Hypnos, the Savior of the Sleep Deprived

If you were an ancient Greek suffering from a bout of insomnia, Hypnos is the god you would appeal to. Commonly believed to dwell in the cave at the source of the river Lethe (Forgetfulness) in the underworld, Hypnos is the god who presides over sleep. He shared the cave entrance, which was said to be protected by vast amounts of poppies and other sleep-inducing plants, with his brother, Thanatos (Death). The god himself was also sometimes shown with wings on his head and carrying a branch dripping with water from the Lethe.

Hypnos would have been an important deity, for he had domain over half the lives of men, and was so powerful that he was able to put mighty Zeus himself to sleep, not once but twice!

The Argonautica

Hypnos is mentioned in the Argonautica for his role in aiding Jason to retrieve the Golden Fleece when Medea calls upon him to help her put the dragon to sleep.

“And as he writhed, the maiden came before his eyes, with sweet voice calling to her aid sleep, highest of gods, to charm the monster; and she cried to the queen of the underworld, the night-wanderer, to be propitious to her enterprise.”

Zeus and Hypnos

The first time Hypnos put Zeus to sleep was at Hera’s request. She was angered that Zeus’ son Heracles had sacked the Trojan city and so she set about plotting her revenge. Hera was aware that Zeus would never allow her to punish his son and so, with the help of Hypnos, he was taken out of the picture so that Hera could release a terrible storm upon Heracles. When Zeus awoke he was obviously extremely angry and he went on a rampage seeking Hypnos so that he might kill him. Hypnos succeeded in saving his own life only because he hid with his mother – Nyx (Night) – who was such a powerful being that even Zeus would not dare anger her or enter her realm.

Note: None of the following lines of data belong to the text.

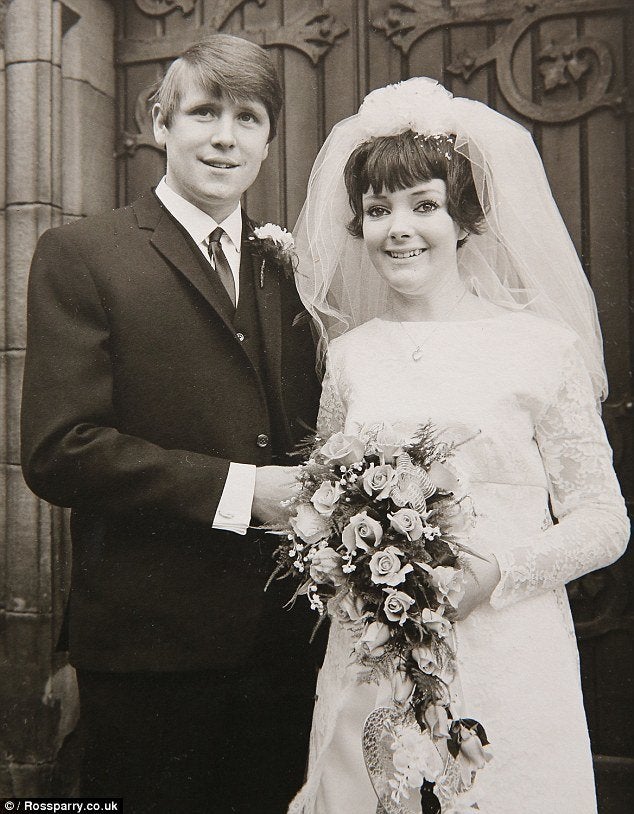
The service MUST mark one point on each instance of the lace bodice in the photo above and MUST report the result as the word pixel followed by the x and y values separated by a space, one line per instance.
pixel 518 384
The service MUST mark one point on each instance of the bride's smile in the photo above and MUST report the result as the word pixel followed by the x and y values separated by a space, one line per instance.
pixel 411 237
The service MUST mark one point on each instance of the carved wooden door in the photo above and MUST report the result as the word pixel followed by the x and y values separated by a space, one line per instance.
pixel 560 67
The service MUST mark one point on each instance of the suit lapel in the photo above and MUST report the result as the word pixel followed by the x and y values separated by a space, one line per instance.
pixel 182 253
pixel 268 302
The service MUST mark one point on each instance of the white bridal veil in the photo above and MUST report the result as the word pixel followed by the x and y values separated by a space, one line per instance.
pixel 524 258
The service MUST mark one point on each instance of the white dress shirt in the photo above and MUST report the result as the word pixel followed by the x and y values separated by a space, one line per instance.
pixel 234 510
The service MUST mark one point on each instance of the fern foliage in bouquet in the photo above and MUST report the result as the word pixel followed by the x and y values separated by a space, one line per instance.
pixel 375 540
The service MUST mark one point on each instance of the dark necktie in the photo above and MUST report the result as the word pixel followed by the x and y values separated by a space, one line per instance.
pixel 221 264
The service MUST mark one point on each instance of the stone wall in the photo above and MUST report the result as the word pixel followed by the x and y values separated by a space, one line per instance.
pixel 56 164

The second time, Hera was also at fault for Zeus’ unwilling slumber. She wished to aid the Achaeans during the Trojan War, but Zeus would never allow such a thing. So, Hera started plotting again and her plan once more included Hypnos. Hypnos had learned his lesson the first time around and he was very reluctant to repeat his mistake but after Hera coaxed him with the promise of the hand of Pasithea, the youngest of the Graces and goddess of relaxation and meditation, in marriage, he relented. Hera took Zeus off to Mount Ida where she seduced him with the aid of a charm given to her by Aphrodite, and Hypnos used this moment of distraction to force the god into another slumber. Once Zeus was passed out, Hypnos travelled to Poseidon where he explained that Zeus was asleep and that if he so wished Poseidon could attack the Trojans. Poseidon, of course, seized the opportunity and when Zeus awoke he had no idea of what had truly happened to him, leaving Hypnos safe to enjoy his new wife.


His wife bore him sons, the Oneiroi (Dreams), though some sources say they were Hypnos’ brothers. Of the Oneiroi we know three by name: the most popular was Morpheus, often considered the leader of the Oneiroi and Hypnos’ general and he is commonly depicted wearing a crown of poppies. In dreams, he had the ability to mimic any human being in appearance, voice, and manner to perfection and he often delivered prophetic messages from the gods. Phobetor could change into any manner of beast and was often considered more common in nightmares, while Phantasos presented the other elements of dreams as well as the fantastical elements of surreal dreams.

The Oneiroi believed to venture out of their dwellings every night but before entering our world they would have to pass through a gate. There were two gates from which they could pass, one made of ivory and one made of horn. True or prophetic dreams were delivered after the Oneiroi passed through the gate of horn while false or delusive dreams were delivered after they passed through the ivory gate.

Halcyone and Ceyx

Halcyone was a daughter of Aeolus and wife of Ceyx, King of Thessaly. One day Ceyx was obliged to make a journey to a far off Oracle. Halcyone knew well what powers the winds had and feared for her husband’s life. Her worry was not misplaced for one day a terrible storm came upon Ceyx’s ship and he perished along with his crew. Hypnos sent Morpheus, disguised as her husband, through the horned gate to tell her what had happened and that Ceyx’s body would wash up on the shore. When she awoke, Halcyone rushed to the shore only to find that her dream was true. She despaired at the loss of her husband and threw herself into the waves to die with him but the gods took pity on them and changed them both into kingfishers, which nest over water, heralding a short time of peace when Aeolus calms the winds for his daughter to hatch her young.